There are many books and academic articles on cooperation in relation to innovation – and to a lesser extent on coopetition. This book is not intended to extend this already long list of academic works and textbooks. Cooperation is a multidimensional phenomenon which can be approached from several angles and which requires the decompartmentalization of disciplines, notably that of economics and management sciences.
The aim of this book is to show, through different theoretical corpuses borrowed from the industrial economy, the international economy, as well as from strategic management, the various possible approaches to analyzing the concept of cooperation. This review of the literature shows the complexity of the cooperative phenomenon, from its emergence several decades ago up to the most recent developments in the 2000s, including coopetitive practices, platforms and new forms of inter-organizational networks (business ecosystems).
1. From Traditional Forms of Cooperation Toward New Collaborative Practices.
2. Cooperation and Transaction Costs Theory.
3. Cooperation, Open Innovation and Property Rights.
4. Agency Theory and Strategic Alliances.

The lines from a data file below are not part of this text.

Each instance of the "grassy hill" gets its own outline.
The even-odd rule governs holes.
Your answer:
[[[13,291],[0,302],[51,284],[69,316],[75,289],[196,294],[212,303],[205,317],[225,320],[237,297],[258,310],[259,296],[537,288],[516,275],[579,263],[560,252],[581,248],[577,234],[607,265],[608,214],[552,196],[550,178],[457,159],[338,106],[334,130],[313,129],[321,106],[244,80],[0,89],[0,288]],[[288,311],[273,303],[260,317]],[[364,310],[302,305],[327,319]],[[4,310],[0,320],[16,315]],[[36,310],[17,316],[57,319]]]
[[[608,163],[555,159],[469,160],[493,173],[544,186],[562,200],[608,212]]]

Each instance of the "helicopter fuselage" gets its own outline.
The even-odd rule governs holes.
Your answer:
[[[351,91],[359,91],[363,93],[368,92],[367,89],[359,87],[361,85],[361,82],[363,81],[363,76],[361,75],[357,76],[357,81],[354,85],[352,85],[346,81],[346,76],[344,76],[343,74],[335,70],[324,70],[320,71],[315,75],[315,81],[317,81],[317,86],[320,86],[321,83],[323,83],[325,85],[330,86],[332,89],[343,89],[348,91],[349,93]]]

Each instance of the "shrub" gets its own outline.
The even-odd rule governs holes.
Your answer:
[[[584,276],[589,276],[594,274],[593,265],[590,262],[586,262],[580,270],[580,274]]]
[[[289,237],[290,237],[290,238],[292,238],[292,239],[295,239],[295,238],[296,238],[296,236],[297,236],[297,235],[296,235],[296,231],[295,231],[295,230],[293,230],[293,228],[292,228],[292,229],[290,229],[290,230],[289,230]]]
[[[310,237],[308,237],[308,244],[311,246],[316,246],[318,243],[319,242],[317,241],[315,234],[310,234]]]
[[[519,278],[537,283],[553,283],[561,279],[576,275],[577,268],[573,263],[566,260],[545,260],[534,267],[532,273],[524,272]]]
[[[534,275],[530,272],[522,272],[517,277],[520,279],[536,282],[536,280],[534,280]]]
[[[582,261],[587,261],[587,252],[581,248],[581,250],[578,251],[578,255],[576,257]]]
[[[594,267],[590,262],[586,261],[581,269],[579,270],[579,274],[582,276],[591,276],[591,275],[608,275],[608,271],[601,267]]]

5. Strategic Alliances in R&D and Market Power.
6. From Cooperation to Coopetition.
7. Theoretical Principles of Inter-firm Cooperation: RBV Approach.
8. Firm Multinationalization, Cooperation and Territorialized Inter-organizational Networks.
9. Evolution of Strategic Alliances in the Context of Digital Transformation.
Nabyla Daidj is a Lecturer and Researcher in strategic management at Telecom Business School (Télécom Ecole de Management) in France. She has published a number of books and articles in various journals (Leadership, Journal of Business Ethics, Journal of Media Economics and Journal of High Technology Management Research).